We can calculate the 90% C.I. instead of the 95% C.I. to see whether at 90% confidence we can say that B2 is negative:

B2<- s_reg2$coefficients[3,1]
STDERRORB2<- s_reg2$coefficients[3,2]
# I calculate the critical t value to get the 90% C.I. 
t_critical_value90 <- abs(qt(0.050,reg2$df.residual))

minB2 <- B2  - (t_critical_value90* STDERRORB2  )
maxB2 <- B2  + (t_critical_value90* STDERRORB2 )

cat("The 90%C.I. of beta2 goes from", minB2, "to", maxB2)
## The 90%C.I. of beta2 goes from -0.05369264 to 0.002113959
The 90%C.I. ends on a positive value, so I cannot say that beta2 is significantly negative at the 90% C.I. It is expected that in most stocks this beta2 should be significantly negative since BMR and stock returns usually have a negative relationship. 
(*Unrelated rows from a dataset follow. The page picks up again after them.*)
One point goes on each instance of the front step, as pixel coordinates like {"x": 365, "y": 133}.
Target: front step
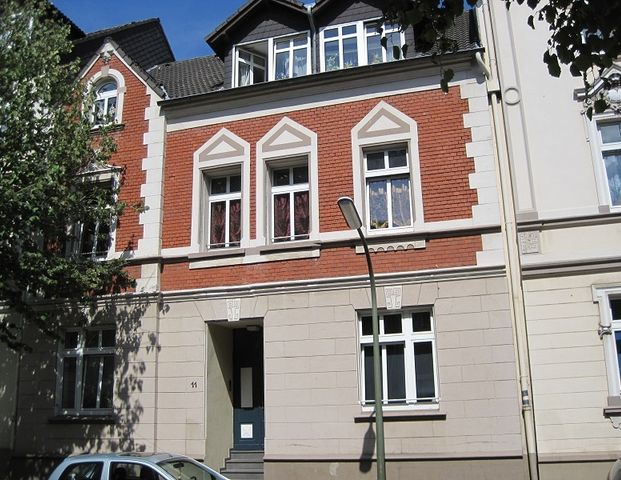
{"x": 244, "y": 465}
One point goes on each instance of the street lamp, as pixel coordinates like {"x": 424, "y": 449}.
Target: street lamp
{"x": 348, "y": 209}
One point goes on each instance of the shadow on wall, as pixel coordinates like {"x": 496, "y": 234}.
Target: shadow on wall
{"x": 43, "y": 436}
{"x": 368, "y": 448}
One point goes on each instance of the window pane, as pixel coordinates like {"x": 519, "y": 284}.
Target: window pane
{"x": 281, "y": 177}
{"x": 90, "y": 381}
{"x": 103, "y": 239}
{"x": 107, "y": 87}
{"x": 369, "y": 393}
{"x": 107, "y": 382}
{"x": 218, "y": 185}
{"x": 71, "y": 339}
{"x": 282, "y": 65}
{"x": 235, "y": 183}
{"x": 375, "y": 161}
{"x": 299, "y": 62}
{"x": 300, "y": 175}
{"x": 374, "y": 50}
{"x": 243, "y": 77}
{"x": 331, "y": 54}
{"x": 392, "y": 40}
{"x": 300, "y": 210}
{"x": 107, "y": 338}
{"x": 612, "y": 161}
{"x": 217, "y": 224}
{"x": 392, "y": 323}
{"x": 611, "y": 132}
{"x": 258, "y": 74}
{"x": 69, "y": 378}
{"x": 367, "y": 326}
{"x": 92, "y": 339}
{"x": 421, "y": 322}
{"x": 282, "y": 44}
{"x": 235, "y": 222}
{"x": 281, "y": 216}
{"x": 90, "y": 470}
{"x": 395, "y": 363}
{"x": 350, "y": 52}
{"x": 401, "y": 211}
{"x": 378, "y": 205}
{"x": 423, "y": 360}
{"x": 615, "y": 306}
{"x": 397, "y": 158}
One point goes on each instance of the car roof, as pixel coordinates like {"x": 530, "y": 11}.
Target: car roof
{"x": 149, "y": 457}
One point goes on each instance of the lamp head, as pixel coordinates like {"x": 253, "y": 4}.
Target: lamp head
{"x": 350, "y": 214}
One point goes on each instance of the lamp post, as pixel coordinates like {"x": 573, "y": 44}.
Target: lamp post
{"x": 348, "y": 209}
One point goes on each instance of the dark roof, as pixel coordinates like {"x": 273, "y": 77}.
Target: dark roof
{"x": 217, "y": 36}
{"x": 144, "y": 42}
{"x": 190, "y": 77}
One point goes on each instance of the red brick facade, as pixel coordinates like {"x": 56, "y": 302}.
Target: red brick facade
{"x": 444, "y": 176}
{"x": 130, "y": 151}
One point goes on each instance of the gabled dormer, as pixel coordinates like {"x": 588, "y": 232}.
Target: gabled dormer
{"x": 264, "y": 41}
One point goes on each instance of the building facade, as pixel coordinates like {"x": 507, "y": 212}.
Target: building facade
{"x": 249, "y": 326}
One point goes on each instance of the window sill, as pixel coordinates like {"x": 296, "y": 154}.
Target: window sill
{"x": 288, "y": 246}
{"x": 403, "y": 416}
{"x": 103, "y": 419}
{"x": 110, "y": 127}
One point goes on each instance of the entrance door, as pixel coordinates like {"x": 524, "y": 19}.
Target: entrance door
{"x": 248, "y": 424}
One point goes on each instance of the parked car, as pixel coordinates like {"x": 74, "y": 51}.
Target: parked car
{"x": 133, "y": 466}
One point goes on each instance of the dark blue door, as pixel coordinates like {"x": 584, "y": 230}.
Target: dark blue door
{"x": 249, "y": 429}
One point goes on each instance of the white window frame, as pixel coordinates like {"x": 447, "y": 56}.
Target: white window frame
{"x": 606, "y": 330}
{"x": 339, "y": 38}
{"x": 105, "y": 175}
{"x": 291, "y": 49}
{"x": 598, "y": 148}
{"x": 252, "y": 63}
{"x": 383, "y": 127}
{"x": 389, "y": 174}
{"x": 386, "y": 28}
{"x": 79, "y": 353}
{"x": 227, "y": 197}
{"x": 107, "y": 74}
{"x": 290, "y": 190}
{"x": 408, "y": 338}
{"x": 285, "y": 142}
{"x": 224, "y": 152}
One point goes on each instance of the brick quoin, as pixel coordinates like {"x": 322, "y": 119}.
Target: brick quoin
{"x": 333, "y": 262}
{"x": 130, "y": 152}
{"x": 442, "y": 138}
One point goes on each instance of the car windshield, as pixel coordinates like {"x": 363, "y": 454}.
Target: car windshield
{"x": 186, "y": 470}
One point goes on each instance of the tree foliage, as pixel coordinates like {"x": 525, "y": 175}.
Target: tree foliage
{"x": 47, "y": 148}
{"x": 584, "y": 34}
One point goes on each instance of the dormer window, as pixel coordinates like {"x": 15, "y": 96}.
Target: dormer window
{"x": 250, "y": 67}
{"x": 291, "y": 57}
{"x": 376, "y": 53}
{"x": 340, "y": 47}
{"x": 105, "y": 107}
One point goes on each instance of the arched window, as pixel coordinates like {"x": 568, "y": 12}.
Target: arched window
{"x": 105, "y": 107}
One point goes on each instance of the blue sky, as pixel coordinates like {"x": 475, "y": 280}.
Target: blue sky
{"x": 186, "y": 22}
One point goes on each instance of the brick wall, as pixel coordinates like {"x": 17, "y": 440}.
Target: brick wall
{"x": 130, "y": 151}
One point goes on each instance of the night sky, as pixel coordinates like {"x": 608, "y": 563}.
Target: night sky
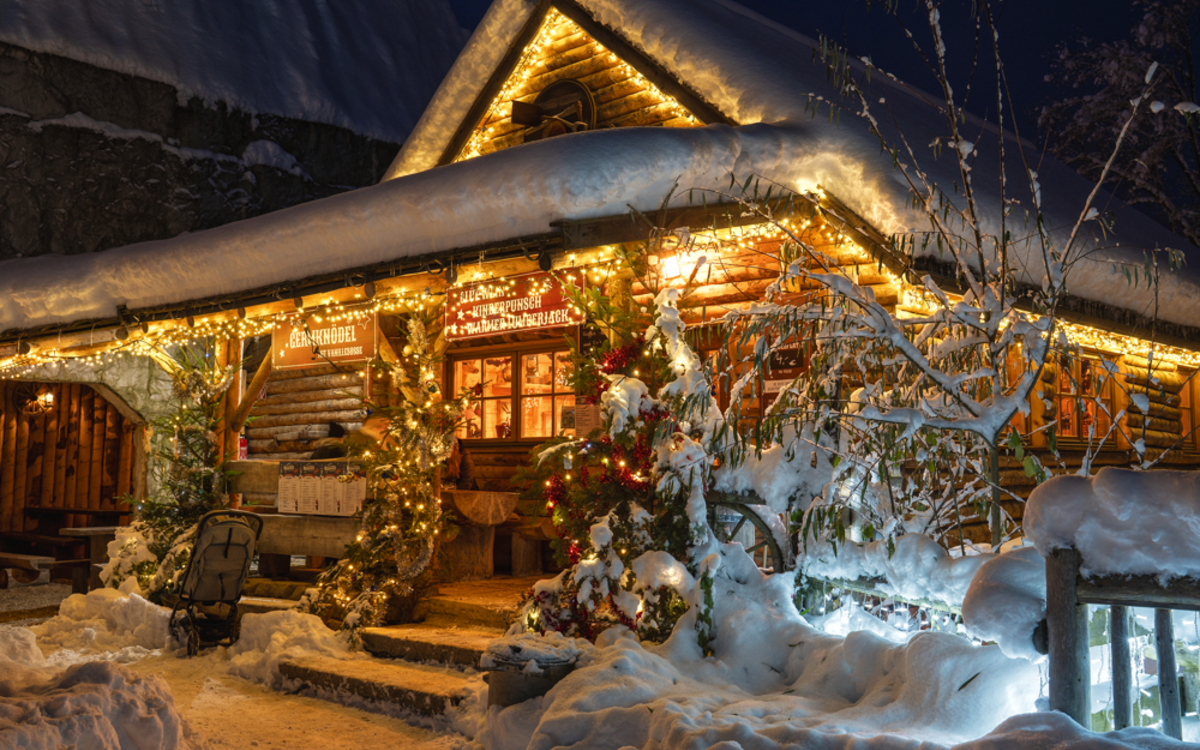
{"x": 1030, "y": 30}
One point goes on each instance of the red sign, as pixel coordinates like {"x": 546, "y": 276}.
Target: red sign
{"x": 307, "y": 342}
{"x": 504, "y": 305}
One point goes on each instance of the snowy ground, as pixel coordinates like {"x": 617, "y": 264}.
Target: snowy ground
{"x": 227, "y": 712}
{"x": 101, "y": 675}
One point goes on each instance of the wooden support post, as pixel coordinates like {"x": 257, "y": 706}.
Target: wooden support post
{"x": 231, "y": 435}
{"x": 1071, "y": 679}
{"x": 232, "y": 401}
{"x": 9, "y": 462}
{"x": 247, "y": 402}
{"x": 1122, "y": 667}
{"x": 1168, "y": 675}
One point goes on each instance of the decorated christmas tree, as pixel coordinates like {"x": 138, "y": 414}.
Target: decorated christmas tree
{"x": 409, "y": 439}
{"x": 186, "y": 463}
{"x": 628, "y": 501}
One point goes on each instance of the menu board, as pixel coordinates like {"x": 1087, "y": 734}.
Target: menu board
{"x": 309, "y": 341}
{"x": 522, "y": 303}
{"x": 313, "y": 487}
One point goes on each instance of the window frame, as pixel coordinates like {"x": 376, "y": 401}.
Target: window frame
{"x": 517, "y": 352}
{"x": 1105, "y": 395}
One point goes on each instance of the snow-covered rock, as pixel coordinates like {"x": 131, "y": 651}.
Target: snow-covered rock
{"x": 271, "y": 637}
{"x": 918, "y": 568}
{"x": 1006, "y": 601}
{"x": 106, "y": 621}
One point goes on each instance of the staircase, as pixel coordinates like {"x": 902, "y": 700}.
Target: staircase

If we calculate 1-pvalue of beta2, we get the probability that beta2 will be negative. In this case, (1-pvalue)= (1--1.5389992) = 0.9832428. Then, we can say that beta2 is negative with this % of confidence.
  • On average, considering no change in market return, when the book-to-market ratio increases in 1%, Alfa quarterly returns changes in about -0.0257893. This increase can go from -0.0536926 to 0.002114, so it is not significantly less than 0 (although it was close to be significant).

Regarding the constant (b0):

I fist calculate b0 and its 95% confidence intervale:

B0 <- s_reg2$coefficients[1,1]
STDERRORB0 <- s_reg2$coefficients[1,2]
minB0 <- B0  - (2* STDERRORB0 )
maxB0 <- B0  + (2* STDERRORB0 )
  • When the market return is 0 AND BMR is also 0, the expected stock return of Alfa is 0.0206917%. In this case, it is difficult that BMR can be zero. One possibility is that the firm goes to bankrupcy when the book value is close to zero. Another option is that the market value is much bigger than book value, so bmr diminishes to values about 0.1 or less. We can infer that the less the BMR (if market value increases much faster than book-value), the higher will be the expected return of Alfa when the market return is zero.

    IT IS ALSO IMPORTANT TO NOTE THAT the beta coefficients are PARTIAL coefficients since its value is a measure of HOW MUCH the independent variable (like BMR) is explaining the dependent variable (stock return) AFTER considering the effect of the the other(s) independent variable(s).

    As we can see, the results of this model partially confirms finance research that say that bmr and stock returns are negatively related (the significance of beta2 of bmr was not quite significant). This regression is using time-series structure since we are ONLY using the rows (periods) for ALFA company.